6. Paraphrase the paragraph on p. 90 that begins "The filmic dream constituted..." in your own words.

The "filmic dream" Sitney speaks of stands, for such filmmakers as Anger and Deren, as a way to create a highly personal and subjective film as both main actor in the film and as the creative force behind the lens.

7. According to Sitney, what is the ultimate result at the end of Inauguration of the Pleasure Dome?

The end of Inauguration of the Pleasure Dome, according to Sitney, marks the subsuming of the characters/all gods into the Magus, the ultimate god created by their ritual and combining these separate characteristics into one amalgation of power.

9. What kind of venues rented Kenneth Anger's Fireworks?

Anger's film was rented by such venues as universities, art/film societies, museums, and individuals.

Wednesday, January 14, 2009

Response: Sidney Peterson's The Cage

Sidney Peterson's film The Cage has an intriguing though sometimes distressing rhythm. The narrative itself, thinking back upon it, is relatively straightforward compared to some of its avant-garde brothers.
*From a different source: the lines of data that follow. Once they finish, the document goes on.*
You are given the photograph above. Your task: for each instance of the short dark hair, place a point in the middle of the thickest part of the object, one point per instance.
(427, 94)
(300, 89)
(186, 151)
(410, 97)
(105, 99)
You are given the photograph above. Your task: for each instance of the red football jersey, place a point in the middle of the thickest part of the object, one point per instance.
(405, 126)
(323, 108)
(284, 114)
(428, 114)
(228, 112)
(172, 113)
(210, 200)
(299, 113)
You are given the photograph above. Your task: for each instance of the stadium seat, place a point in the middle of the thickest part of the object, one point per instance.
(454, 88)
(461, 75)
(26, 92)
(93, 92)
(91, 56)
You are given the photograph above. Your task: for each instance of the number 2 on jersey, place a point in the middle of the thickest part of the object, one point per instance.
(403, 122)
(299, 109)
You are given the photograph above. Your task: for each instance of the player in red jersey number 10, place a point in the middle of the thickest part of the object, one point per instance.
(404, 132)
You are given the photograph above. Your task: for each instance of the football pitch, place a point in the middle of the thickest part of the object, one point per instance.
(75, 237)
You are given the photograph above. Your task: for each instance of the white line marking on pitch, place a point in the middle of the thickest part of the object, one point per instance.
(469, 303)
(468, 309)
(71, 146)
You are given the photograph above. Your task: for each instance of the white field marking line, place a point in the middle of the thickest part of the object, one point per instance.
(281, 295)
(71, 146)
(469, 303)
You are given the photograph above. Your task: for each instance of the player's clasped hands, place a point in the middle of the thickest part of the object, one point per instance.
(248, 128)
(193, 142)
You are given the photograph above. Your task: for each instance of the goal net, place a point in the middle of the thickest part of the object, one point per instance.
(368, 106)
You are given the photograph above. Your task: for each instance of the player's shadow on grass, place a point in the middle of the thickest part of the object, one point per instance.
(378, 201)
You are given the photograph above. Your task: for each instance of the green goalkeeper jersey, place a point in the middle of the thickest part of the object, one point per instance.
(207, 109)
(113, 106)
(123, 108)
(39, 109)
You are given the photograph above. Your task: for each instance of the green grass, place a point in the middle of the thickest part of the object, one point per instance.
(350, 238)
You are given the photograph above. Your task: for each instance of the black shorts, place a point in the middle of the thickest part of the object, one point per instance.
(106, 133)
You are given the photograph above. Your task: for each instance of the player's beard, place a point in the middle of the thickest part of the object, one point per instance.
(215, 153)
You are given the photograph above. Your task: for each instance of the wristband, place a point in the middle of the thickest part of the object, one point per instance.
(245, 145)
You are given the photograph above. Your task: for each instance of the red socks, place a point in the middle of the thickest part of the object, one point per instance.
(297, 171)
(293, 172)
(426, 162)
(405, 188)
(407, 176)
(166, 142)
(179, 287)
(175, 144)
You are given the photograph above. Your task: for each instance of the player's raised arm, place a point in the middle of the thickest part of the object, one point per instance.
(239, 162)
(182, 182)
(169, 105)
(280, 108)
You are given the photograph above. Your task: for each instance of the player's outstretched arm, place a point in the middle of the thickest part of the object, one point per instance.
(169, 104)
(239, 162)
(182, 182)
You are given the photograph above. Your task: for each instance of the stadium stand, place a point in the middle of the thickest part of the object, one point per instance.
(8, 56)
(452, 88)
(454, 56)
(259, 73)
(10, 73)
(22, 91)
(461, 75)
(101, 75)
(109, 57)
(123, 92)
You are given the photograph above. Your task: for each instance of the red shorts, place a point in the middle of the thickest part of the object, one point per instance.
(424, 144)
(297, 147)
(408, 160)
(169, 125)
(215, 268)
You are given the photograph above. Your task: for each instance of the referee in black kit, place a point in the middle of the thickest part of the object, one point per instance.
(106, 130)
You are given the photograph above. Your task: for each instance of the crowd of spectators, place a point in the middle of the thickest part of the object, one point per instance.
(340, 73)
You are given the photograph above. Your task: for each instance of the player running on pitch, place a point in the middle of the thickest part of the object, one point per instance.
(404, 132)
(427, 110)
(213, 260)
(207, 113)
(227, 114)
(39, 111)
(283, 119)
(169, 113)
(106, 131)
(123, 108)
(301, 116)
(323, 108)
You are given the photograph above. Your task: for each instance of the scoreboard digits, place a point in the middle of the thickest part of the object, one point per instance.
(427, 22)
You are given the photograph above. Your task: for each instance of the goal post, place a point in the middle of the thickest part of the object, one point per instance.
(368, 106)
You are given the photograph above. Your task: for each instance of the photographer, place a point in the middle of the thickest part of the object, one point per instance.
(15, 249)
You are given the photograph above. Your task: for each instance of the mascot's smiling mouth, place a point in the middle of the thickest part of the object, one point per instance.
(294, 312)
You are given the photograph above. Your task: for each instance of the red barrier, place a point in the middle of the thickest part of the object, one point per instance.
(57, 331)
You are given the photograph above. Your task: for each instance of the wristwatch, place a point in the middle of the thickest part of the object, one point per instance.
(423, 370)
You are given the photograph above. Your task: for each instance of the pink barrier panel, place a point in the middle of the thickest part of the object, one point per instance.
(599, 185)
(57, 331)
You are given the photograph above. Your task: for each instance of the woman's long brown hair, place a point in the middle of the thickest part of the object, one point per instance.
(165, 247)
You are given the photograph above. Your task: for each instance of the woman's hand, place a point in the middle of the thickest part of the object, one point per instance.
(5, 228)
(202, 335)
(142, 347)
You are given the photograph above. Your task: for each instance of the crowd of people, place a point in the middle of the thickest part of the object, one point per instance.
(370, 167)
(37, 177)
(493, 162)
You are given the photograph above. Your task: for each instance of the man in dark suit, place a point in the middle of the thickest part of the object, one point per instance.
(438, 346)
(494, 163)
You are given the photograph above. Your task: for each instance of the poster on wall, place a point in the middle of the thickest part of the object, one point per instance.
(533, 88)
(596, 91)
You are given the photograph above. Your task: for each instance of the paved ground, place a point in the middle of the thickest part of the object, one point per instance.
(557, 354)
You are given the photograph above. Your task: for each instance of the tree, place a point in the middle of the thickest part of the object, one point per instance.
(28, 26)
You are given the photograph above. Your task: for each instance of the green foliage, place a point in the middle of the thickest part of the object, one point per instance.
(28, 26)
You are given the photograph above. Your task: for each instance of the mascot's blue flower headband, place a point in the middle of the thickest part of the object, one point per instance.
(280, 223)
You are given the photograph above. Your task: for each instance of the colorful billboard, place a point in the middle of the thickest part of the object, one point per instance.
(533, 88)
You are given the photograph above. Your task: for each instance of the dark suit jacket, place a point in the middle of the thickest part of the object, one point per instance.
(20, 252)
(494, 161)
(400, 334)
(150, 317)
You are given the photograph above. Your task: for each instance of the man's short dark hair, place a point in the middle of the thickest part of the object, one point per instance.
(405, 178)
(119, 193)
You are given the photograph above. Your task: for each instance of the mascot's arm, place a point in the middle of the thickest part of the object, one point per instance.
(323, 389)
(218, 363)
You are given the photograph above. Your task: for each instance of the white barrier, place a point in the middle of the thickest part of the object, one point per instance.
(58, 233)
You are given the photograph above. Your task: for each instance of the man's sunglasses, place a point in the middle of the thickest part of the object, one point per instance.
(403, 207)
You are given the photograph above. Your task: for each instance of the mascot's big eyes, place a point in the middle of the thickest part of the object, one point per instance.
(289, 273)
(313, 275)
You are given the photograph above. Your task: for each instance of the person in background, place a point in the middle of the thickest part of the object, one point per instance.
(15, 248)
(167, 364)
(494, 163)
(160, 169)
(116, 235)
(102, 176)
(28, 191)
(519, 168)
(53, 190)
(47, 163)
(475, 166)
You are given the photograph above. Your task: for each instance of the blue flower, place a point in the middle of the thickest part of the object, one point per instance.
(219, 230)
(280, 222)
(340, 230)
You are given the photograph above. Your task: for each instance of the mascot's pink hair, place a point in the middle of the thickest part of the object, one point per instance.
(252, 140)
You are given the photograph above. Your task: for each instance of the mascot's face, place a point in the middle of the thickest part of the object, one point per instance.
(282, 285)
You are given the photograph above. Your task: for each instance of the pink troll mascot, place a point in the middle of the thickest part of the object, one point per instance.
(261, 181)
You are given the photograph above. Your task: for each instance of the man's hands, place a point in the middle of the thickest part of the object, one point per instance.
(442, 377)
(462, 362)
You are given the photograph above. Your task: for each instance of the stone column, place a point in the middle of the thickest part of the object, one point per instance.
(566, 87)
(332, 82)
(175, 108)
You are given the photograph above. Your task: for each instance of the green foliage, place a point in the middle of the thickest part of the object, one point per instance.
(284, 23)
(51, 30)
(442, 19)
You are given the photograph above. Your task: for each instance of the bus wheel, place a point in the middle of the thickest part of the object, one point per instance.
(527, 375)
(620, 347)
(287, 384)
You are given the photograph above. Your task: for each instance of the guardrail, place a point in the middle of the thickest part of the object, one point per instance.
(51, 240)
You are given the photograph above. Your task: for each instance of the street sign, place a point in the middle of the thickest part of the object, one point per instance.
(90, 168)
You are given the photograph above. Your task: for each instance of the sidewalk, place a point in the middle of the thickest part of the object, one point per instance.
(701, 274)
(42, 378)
A young artist with a crazed look about him ends up removing his own eye, and his lady, a doctor, and a few others set about trying to find this offending object as it rolls through San Francisco. Using a quietly absurdist humour, The Cage creates the 'bohemian artist' world, the setting being a shabby apartment in disarray, with the artist painting bread and eating it, or staring into a mirror (both before and after he loses his eye.)

The film emphasizes the act of seeing and unique vision through the use of repetition of shots and imagery (such as the nude woman running down a hall with her back to the camera, and the image of the young man with his head in a birdcage.) This repetition helps to build the rhythm of the film, as does the dream-like quality of the crowds shot walking backwards. My interpretation of these sequences along the streets of San Francisco was that these crowds might represent the backwardness of conventional society. I could be way off, though.

The eyeball's point-of-view shots use distortions of the lens, conveying a feeling of disjunction and overall madness. The point-of-view shots in which the eye crazily spins, revolving the world it sees at a breakneck speed, were a little too much for me and made me feel a bit motion-sick, and I usually have a strong stomach while viewing films with odd camera movements.

Overall, I'd like to see more by Peterson, and my favourite image in the film is the quiet moment when the split-artist wearing his eyepatch ponders his dual reflection in the mirror, and though each face is different, the two actors give off a feeling of satisfied, inevilitable dread, if that makes any sense.